ORC(オーガニック・ランキン・サイクル)の仕組み
水よりも沸点の低い「有機媒体」を使うことで、
低温の熱源から電気を生み出す技術です。
通常、火力発電所などでは水を沸騰させて水蒸気でタービンを回しますが、これには高温の熱が必要です。 一方、ORC(Organic Rankine Cycle)は、沸点が低い特殊な媒体(冷媒など)を使用します。 これにより、従来捨てられていた産業廃熱、温泉熱、地熱(70℃〜150℃程度)をエネルギー源として活用することが可能になります。

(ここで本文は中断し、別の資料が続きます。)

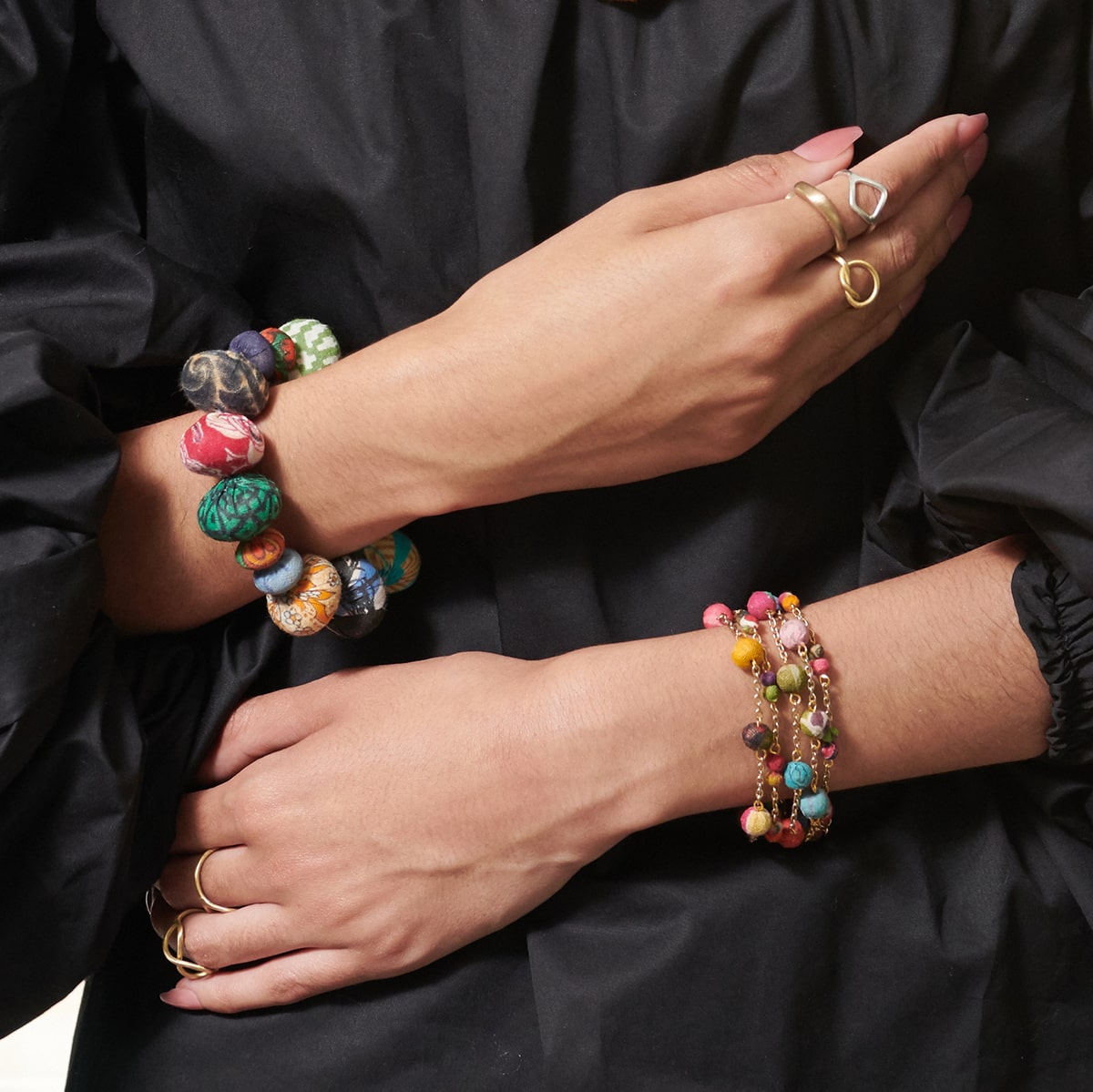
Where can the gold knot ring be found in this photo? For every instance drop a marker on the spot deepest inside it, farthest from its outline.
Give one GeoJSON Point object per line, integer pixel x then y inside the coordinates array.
{"type": "Point", "coordinates": [822, 203]}
{"type": "Point", "coordinates": [207, 904]}
{"type": "Point", "coordinates": [853, 298]}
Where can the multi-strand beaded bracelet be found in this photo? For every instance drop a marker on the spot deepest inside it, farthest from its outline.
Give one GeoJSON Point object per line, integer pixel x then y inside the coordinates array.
{"type": "Point", "coordinates": [304, 593]}
{"type": "Point", "coordinates": [799, 679]}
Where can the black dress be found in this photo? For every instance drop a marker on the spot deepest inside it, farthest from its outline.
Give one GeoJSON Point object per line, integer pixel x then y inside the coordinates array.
{"type": "Point", "coordinates": [176, 173]}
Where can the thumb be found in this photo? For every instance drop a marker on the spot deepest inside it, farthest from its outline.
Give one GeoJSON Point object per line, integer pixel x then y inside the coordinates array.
{"type": "Point", "coordinates": [753, 180]}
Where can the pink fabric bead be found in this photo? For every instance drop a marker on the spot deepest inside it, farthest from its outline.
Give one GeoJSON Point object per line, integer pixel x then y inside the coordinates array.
{"type": "Point", "coordinates": [711, 616]}
{"type": "Point", "coordinates": [221, 444]}
{"type": "Point", "coordinates": [793, 632]}
{"type": "Point", "coordinates": [761, 604]}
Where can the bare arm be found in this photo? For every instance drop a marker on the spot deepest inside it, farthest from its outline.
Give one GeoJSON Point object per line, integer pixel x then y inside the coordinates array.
{"type": "Point", "coordinates": [478, 785]}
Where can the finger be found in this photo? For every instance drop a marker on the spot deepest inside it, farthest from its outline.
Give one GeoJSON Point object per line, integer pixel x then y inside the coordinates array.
{"type": "Point", "coordinates": [266, 724]}
{"type": "Point", "coordinates": [222, 879]}
{"type": "Point", "coordinates": [753, 180]}
{"type": "Point", "coordinates": [282, 981]}
{"type": "Point", "coordinates": [777, 239]}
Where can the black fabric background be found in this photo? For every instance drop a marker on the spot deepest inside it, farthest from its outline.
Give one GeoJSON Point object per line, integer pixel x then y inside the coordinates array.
{"type": "Point", "coordinates": [173, 174]}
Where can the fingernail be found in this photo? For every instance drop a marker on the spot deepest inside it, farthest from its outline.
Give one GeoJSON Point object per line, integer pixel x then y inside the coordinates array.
{"type": "Point", "coordinates": [907, 304]}
{"type": "Point", "coordinates": [959, 218]}
{"type": "Point", "coordinates": [181, 999]}
{"type": "Point", "coordinates": [829, 145]}
{"type": "Point", "coordinates": [976, 154]}
{"type": "Point", "coordinates": [970, 128]}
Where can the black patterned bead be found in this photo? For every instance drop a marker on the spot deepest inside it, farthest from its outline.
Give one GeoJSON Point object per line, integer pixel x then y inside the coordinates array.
{"type": "Point", "coordinates": [225, 381]}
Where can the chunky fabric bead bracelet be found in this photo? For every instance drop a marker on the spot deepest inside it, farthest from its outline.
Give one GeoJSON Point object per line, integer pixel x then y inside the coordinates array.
{"type": "Point", "coordinates": [792, 689]}
{"type": "Point", "coordinates": [304, 593]}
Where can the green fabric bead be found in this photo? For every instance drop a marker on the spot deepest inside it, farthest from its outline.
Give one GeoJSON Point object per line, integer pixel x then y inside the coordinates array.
{"type": "Point", "coordinates": [792, 678]}
{"type": "Point", "coordinates": [239, 507]}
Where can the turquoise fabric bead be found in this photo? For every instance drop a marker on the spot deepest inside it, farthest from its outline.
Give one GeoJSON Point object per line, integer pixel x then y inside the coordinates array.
{"type": "Point", "coordinates": [798, 775]}
{"type": "Point", "coordinates": [282, 575]}
{"type": "Point", "coordinates": [239, 507]}
{"type": "Point", "coordinates": [815, 804]}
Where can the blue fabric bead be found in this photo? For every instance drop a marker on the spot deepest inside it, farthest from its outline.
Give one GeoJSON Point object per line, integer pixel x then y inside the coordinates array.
{"type": "Point", "coordinates": [815, 806]}
{"type": "Point", "coordinates": [798, 775]}
{"type": "Point", "coordinates": [282, 575]}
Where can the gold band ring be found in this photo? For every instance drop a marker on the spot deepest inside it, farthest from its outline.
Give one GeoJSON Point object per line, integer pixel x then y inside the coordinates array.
{"type": "Point", "coordinates": [853, 298]}
{"type": "Point", "coordinates": [207, 903]}
{"type": "Point", "coordinates": [174, 950]}
{"type": "Point", "coordinates": [821, 202]}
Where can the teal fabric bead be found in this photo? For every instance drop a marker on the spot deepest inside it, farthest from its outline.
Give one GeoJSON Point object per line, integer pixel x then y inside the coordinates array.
{"type": "Point", "coordinates": [792, 678]}
{"type": "Point", "coordinates": [239, 507]}
{"type": "Point", "coordinates": [282, 575]}
{"type": "Point", "coordinates": [815, 804]}
{"type": "Point", "coordinates": [798, 775]}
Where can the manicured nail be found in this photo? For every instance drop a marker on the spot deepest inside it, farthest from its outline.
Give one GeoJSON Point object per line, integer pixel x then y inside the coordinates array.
{"type": "Point", "coordinates": [959, 218]}
{"type": "Point", "coordinates": [976, 154]}
{"type": "Point", "coordinates": [970, 128]}
{"type": "Point", "coordinates": [829, 145]}
{"type": "Point", "coordinates": [181, 999]}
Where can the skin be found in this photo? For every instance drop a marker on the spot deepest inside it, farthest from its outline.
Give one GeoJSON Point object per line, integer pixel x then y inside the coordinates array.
{"type": "Point", "coordinates": [534, 769]}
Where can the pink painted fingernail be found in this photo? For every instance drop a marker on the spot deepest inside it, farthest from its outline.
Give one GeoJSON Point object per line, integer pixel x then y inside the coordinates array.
{"type": "Point", "coordinates": [829, 145]}
{"type": "Point", "coordinates": [179, 998]}
{"type": "Point", "coordinates": [970, 128]}
{"type": "Point", "coordinates": [959, 218]}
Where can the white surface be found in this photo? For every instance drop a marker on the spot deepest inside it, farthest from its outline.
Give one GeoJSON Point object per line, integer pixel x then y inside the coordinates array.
{"type": "Point", "coordinates": [36, 1058]}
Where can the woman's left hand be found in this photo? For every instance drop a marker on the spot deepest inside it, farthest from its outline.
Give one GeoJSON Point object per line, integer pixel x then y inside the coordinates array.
{"type": "Point", "coordinates": [375, 820]}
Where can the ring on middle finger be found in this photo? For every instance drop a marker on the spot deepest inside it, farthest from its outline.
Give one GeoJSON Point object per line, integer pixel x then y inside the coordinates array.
{"type": "Point", "coordinates": [207, 904]}
{"type": "Point", "coordinates": [822, 203]}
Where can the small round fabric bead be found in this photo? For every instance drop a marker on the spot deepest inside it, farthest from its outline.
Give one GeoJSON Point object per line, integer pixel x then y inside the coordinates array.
{"type": "Point", "coordinates": [316, 344]}
{"type": "Point", "coordinates": [798, 775]}
{"type": "Point", "coordinates": [239, 507]}
{"type": "Point", "coordinates": [261, 551]}
{"type": "Point", "coordinates": [282, 575]}
{"type": "Point", "coordinates": [715, 616]}
{"type": "Point", "coordinates": [792, 834]}
{"type": "Point", "coordinates": [815, 804]}
{"type": "Point", "coordinates": [256, 349]}
{"type": "Point", "coordinates": [221, 444]}
{"type": "Point", "coordinates": [793, 632]}
{"type": "Point", "coordinates": [397, 558]}
{"type": "Point", "coordinates": [746, 651]}
{"type": "Point", "coordinates": [363, 599]}
{"type": "Point", "coordinates": [757, 737]}
{"type": "Point", "coordinates": [792, 678]}
{"type": "Point", "coordinates": [761, 604]}
{"type": "Point", "coordinates": [284, 353]}
{"type": "Point", "coordinates": [755, 822]}
{"type": "Point", "coordinates": [220, 380]}
{"type": "Point", "coordinates": [813, 722]}
{"type": "Point", "coordinates": [310, 606]}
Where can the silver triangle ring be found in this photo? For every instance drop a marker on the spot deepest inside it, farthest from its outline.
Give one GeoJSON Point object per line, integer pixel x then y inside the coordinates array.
{"type": "Point", "coordinates": [856, 180]}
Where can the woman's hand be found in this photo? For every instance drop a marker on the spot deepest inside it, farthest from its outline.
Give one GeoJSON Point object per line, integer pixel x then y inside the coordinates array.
{"type": "Point", "coordinates": [381, 818]}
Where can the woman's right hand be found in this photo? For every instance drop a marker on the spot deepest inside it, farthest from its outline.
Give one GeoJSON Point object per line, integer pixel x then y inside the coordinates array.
{"type": "Point", "coordinates": [676, 326]}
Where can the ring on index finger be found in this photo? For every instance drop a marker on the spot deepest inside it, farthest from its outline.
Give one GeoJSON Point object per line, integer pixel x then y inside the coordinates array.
{"type": "Point", "coordinates": [856, 183]}
{"type": "Point", "coordinates": [207, 904]}
{"type": "Point", "coordinates": [822, 203]}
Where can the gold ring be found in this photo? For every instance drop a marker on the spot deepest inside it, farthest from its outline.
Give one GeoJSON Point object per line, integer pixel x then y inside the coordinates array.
{"type": "Point", "coordinates": [821, 202]}
{"type": "Point", "coordinates": [853, 298]}
{"type": "Point", "coordinates": [207, 903]}
{"type": "Point", "coordinates": [175, 937]}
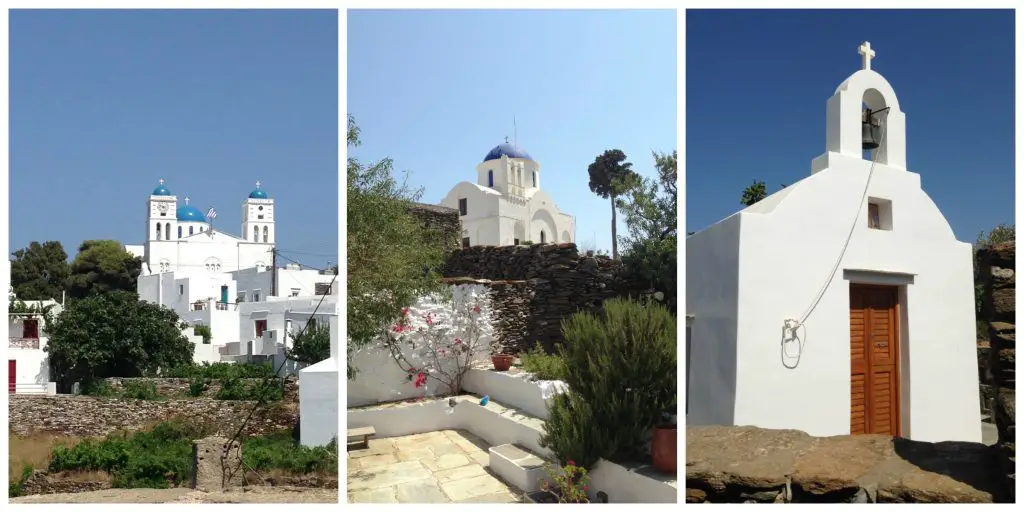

熱源(廃熱・温水)の熱で、液体の作動媒体を加熱し、蒸気(ガス)にします。
高圧になった蒸気が膨張する力でタービンを回転させ、発電機を駆動します。
仕事をした後の蒸気を、冷却水や外気で冷やして再び液体に戻します。
液体に戻った媒体をポンプで加圧し、再び蒸発器へと送ります。
PITのシステムは、環境への影響を最小限に抑えるため、地球温暖化係数(GWP)が極めて低い次世代冷媒(R1224ydなど)や、不燃性・低毒性の流体を選定しています。 将来的な環境規制のリスクを見据えた、持続可能な選択です。
独自のタービン設計により、熱源温度や流量の変動に対しても柔軟な追従運転が可能です。 地熱のような自然エネルギー特有の不安定さや、工場の操業変動にも強く、安定した電力を供給します。